Quelles sont les principales thématiques de recherche du Laboratoire Joseph-Louis Lagrange ?
Nicole Nesvadba : Le laboratoire s’intéresse à la structuration de la matière dans l’Univers. Nous avons des chercheurs qui travaillent sur des échantillons de retour de missions spatiales. Sur du matériel qui s’est formé au début du système solaire. Des projets se concentrent aussi sur l'étude de certaines étoiles, de systèmes planétaires, d'exoplanètes et jusqu’aux galaxies avec l'étude de structures comme la voie lactée.
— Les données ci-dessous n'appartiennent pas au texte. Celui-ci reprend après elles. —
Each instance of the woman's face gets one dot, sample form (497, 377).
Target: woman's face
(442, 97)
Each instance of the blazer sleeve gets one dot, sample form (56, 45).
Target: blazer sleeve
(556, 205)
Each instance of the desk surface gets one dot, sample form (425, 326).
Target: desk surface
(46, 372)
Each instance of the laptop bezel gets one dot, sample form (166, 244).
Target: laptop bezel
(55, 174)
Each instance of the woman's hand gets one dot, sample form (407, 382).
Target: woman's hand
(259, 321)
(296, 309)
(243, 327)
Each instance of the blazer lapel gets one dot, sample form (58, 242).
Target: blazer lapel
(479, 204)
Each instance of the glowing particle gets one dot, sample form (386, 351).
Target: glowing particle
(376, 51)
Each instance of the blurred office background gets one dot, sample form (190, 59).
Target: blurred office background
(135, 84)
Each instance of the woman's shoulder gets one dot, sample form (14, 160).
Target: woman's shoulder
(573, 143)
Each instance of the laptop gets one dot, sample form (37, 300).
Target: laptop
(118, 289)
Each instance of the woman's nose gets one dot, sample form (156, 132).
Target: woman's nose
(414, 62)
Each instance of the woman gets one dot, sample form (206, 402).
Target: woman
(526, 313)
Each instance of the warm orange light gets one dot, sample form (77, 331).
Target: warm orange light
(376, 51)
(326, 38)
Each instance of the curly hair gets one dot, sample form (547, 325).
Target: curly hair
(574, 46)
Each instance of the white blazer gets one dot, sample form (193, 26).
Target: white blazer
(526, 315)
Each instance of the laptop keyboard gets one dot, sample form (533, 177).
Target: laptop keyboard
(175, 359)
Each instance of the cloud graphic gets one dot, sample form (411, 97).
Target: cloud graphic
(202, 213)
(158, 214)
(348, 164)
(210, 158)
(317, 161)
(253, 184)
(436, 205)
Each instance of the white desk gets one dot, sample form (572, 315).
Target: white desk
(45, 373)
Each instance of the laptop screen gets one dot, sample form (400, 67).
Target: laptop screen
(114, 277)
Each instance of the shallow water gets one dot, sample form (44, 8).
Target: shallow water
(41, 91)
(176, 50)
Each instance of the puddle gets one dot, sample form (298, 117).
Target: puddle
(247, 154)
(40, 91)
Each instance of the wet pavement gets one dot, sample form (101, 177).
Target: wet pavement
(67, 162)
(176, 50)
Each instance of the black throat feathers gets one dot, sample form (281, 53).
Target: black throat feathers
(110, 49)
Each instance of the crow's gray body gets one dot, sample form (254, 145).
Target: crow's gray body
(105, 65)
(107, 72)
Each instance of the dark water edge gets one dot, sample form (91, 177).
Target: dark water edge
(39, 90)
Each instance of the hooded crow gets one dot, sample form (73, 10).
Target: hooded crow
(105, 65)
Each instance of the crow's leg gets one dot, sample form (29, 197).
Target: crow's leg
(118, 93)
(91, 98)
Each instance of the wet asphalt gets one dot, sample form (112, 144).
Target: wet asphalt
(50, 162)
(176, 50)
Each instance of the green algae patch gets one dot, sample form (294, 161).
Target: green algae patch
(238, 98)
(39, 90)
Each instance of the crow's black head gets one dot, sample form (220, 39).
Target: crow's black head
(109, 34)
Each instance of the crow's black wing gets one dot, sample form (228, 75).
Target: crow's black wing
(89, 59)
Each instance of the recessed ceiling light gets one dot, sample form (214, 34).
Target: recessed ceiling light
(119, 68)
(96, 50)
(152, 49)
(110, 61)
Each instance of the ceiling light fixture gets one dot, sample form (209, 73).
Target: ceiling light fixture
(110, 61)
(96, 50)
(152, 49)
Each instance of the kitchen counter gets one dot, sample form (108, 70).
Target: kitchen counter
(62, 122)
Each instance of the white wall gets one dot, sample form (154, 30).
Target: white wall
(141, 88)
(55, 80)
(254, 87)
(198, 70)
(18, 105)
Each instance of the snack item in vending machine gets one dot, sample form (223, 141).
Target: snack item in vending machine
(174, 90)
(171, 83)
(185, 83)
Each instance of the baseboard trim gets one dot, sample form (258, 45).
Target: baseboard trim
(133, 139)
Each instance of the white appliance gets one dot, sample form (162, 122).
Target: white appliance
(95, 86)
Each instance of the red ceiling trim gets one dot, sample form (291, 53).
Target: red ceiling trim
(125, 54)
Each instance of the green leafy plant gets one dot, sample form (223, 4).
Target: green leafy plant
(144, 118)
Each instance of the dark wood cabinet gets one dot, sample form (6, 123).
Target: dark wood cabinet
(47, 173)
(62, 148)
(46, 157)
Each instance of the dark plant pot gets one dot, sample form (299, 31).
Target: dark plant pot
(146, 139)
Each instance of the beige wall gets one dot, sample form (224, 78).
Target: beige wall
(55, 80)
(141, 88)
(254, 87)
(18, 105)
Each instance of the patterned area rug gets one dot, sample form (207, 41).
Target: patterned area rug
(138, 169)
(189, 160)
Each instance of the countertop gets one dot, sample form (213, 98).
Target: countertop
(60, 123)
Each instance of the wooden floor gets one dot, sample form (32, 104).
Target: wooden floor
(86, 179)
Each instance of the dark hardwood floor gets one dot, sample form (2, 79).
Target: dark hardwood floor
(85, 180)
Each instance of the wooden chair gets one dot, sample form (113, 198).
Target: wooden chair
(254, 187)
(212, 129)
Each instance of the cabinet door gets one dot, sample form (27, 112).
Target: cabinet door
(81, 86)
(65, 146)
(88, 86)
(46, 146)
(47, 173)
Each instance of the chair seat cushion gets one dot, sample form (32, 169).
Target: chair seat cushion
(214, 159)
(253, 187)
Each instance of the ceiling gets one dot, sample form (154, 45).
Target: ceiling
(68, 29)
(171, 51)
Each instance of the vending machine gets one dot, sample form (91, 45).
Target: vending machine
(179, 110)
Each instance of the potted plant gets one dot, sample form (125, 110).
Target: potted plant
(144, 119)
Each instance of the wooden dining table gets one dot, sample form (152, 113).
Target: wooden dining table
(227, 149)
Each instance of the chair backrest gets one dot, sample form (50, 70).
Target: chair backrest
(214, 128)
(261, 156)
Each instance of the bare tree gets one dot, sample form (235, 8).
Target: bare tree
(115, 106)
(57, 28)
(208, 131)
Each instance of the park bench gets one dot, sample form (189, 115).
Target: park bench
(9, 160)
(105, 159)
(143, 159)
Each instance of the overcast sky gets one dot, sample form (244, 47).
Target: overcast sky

À ces projets d’astrophysique s’ajoutent d’autres activités connexes. Nous nous intéressons ainsi à l’instrumentation optique au sol, avec notamment une équipe d’interférométrie de renommée mondiale. Une autre équipe s’occupe du traitement de signal et travaille beaucoup sur la reconstitution d’images avec le concours de l’intelligence artificielle. Enfin, une équipe de physique fondamentale s’intéresse à la mécanique des fluides et en particulier aux phénomènes de turbulence.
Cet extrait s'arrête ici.